Wednesday, August 8, 2012

Behind the scenes: Obama and the NDAA

Via Don


Additional research and investigation into the controversial National Defense Authorization Act found something very interesting is not apparently being reported by the U.S. media. Readers will recall that controversy that surrounded the liberty-threatening NDAA legislation, passed with bipartisan support in the House and Senate and signed into law by Barack Hussein Obama last New Year’s Eve. That law essentially gave the government the right to arrest and detain, without due process, American citizens on significantly vague and broad charges ostensibly related to terrorism. The legislation opened a “Pandora’s box” of unpleasant possibilities that undermine our Constitutional rights and threaten our liberties unlike any othertime in our national history.

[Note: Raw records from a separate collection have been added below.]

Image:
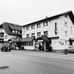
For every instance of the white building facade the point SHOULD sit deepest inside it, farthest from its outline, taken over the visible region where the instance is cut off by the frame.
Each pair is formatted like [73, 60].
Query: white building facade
[61, 26]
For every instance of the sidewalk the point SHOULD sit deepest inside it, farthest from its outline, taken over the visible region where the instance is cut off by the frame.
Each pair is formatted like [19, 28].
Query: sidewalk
[53, 55]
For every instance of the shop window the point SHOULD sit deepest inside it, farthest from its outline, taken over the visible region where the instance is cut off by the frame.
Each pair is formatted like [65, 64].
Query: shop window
[45, 23]
[55, 29]
[27, 28]
[66, 33]
[27, 35]
[38, 25]
[33, 34]
[38, 33]
[32, 26]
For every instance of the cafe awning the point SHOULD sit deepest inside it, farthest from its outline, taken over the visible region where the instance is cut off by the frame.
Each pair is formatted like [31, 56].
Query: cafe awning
[44, 38]
[29, 39]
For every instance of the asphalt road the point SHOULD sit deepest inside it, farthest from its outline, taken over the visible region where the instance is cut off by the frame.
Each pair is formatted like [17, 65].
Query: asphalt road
[15, 62]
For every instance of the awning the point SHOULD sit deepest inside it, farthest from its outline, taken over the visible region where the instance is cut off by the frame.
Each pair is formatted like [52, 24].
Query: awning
[15, 27]
[71, 39]
[29, 39]
[17, 40]
[44, 38]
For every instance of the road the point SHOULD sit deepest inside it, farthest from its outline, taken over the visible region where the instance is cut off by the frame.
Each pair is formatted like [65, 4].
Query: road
[17, 62]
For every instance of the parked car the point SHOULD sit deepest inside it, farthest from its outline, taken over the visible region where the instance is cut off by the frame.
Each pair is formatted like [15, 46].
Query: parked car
[70, 49]
[5, 49]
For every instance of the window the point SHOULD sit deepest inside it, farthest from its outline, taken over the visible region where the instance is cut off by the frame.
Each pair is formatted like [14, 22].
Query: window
[38, 33]
[66, 33]
[33, 26]
[27, 35]
[46, 33]
[66, 24]
[45, 23]
[71, 30]
[38, 25]
[27, 28]
[33, 34]
[55, 29]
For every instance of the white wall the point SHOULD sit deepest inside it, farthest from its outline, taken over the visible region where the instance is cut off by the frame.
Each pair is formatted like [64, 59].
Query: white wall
[51, 27]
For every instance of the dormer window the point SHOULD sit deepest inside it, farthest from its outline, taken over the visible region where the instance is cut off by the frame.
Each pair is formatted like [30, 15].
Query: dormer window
[56, 31]
[13, 31]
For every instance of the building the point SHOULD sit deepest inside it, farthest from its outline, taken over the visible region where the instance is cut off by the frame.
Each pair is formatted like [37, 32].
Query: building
[10, 32]
[55, 31]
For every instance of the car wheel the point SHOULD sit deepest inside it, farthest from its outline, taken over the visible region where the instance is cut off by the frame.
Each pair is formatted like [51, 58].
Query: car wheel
[66, 51]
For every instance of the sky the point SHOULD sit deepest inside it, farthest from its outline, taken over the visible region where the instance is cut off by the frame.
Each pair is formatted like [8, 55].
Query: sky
[23, 12]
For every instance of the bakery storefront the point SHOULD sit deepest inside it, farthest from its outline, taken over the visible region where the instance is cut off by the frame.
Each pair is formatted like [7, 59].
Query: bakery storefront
[42, 43]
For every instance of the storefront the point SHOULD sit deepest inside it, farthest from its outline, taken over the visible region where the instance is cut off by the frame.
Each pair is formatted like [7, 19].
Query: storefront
[28, 43]
[43, 43]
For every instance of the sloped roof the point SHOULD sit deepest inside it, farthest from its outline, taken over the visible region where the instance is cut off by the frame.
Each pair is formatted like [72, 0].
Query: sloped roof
[53, 17]
[8, 27]
[15, 27]
[29, 39]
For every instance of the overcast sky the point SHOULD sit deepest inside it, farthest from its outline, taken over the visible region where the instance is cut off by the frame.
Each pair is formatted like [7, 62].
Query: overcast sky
[22, 12]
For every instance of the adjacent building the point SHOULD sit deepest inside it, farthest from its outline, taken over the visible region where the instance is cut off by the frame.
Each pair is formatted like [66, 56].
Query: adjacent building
[55, 31]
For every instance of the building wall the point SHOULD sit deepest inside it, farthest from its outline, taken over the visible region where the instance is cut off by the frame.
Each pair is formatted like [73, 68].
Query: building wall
[6, 37]
[65, 29]
[63, 24]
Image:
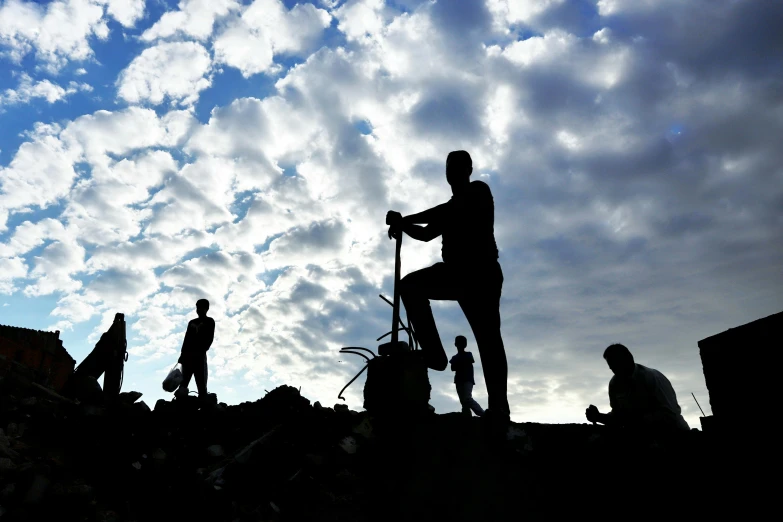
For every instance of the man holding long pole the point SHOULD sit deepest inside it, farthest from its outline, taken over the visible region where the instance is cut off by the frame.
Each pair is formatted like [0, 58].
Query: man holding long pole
[469, 274]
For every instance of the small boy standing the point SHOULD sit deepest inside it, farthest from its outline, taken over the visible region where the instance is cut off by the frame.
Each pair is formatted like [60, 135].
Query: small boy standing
[462, 366]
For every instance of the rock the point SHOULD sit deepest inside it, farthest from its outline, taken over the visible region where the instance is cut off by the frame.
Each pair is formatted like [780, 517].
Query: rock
[91, 410]
[108, 516]
[141, 407]
[37, 489]
[90, 391]
[6, 451]
[348, 444]
[6, 465]
[216, 450]
[364, 428]
[129, 397]
[80, 490]
[8, 491]
[158, 454]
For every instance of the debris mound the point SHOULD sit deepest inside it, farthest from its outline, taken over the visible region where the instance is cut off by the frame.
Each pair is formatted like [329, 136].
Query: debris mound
[283, 458]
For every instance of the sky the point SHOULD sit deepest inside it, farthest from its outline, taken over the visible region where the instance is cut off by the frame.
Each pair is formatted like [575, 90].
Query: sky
[153, 153]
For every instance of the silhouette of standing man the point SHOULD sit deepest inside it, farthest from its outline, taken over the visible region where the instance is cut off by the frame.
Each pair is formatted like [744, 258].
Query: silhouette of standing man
[198, 339]
[462, 366]
[469, 274]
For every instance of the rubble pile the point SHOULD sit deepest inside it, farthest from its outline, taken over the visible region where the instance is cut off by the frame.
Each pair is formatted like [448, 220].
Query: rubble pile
[281, 458]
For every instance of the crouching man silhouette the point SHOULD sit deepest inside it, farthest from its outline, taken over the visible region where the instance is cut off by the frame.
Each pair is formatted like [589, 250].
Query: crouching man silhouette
[469, 274]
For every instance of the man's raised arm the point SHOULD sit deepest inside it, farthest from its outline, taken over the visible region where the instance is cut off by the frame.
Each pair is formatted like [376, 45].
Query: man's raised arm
[409, 224]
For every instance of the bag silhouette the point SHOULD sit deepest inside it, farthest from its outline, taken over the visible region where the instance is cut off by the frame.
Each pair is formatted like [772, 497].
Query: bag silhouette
[173, 379]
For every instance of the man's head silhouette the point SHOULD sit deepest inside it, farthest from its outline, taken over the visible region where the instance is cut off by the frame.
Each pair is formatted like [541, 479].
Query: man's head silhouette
[620, 360]
[459, 167]
[202, 305]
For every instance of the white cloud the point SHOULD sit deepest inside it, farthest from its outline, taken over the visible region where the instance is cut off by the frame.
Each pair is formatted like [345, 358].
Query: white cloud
[54, 269]
[30, 235]
[178, 71]
[361, 17]
[127, 12]
[195, 18]
[266, 29]
[614, 223]
[44, 162]
[508, 12]
[61, 30]
[10, 269]
[26, 91]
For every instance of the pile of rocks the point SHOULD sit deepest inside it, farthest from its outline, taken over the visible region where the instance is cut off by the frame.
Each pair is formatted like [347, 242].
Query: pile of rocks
[281, 458]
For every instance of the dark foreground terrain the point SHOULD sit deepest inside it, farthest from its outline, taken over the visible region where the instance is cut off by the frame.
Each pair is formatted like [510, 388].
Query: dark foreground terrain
[281, 458]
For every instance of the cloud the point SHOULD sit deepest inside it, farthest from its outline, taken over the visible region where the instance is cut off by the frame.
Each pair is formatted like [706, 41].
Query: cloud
[266, 29]
[45, 161]
[26, 91]
[633, 162]
[177, 71]
[55, 267]
[194, 18]
[61, 30]
[126, 12]
[10, 269]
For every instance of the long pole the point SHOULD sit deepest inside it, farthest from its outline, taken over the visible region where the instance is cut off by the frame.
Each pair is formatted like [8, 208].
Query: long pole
[396, 312]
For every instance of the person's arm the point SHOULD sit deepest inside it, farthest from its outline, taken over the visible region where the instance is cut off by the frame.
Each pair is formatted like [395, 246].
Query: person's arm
[187, 341]
[593, 415]
[209, 334]
[432, 217]
[663, 401]
[420, 233]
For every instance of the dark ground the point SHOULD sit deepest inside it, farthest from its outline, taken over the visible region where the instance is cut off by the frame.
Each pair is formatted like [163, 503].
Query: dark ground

Supporters of the NDAA, along with the media, were quick to point to a “signing statement” penned by Obama expressing his concern over the liberty restricting rights of the law, as if that somehow made the language of the new law suddenly conform to the U.S. Constitution and Bill of Rights. Obviously, it did no such thing, but people were apparently comforted by this eight-page cross-my-heart promise that Obama and his redesigned national security apparatus would never use it for “bad.” Obama said he was uncomfortable with the particular language of section 1021 (and related portions) that called for arrests and indefinite detentions of U.S. citizens under the broad brush of terrorism.

Despite what you’ve been told, it is obvious that Obama and his cohorts are not uncomfortable with those provisions, and are quietly fighting to make sure the controversial provisions remain.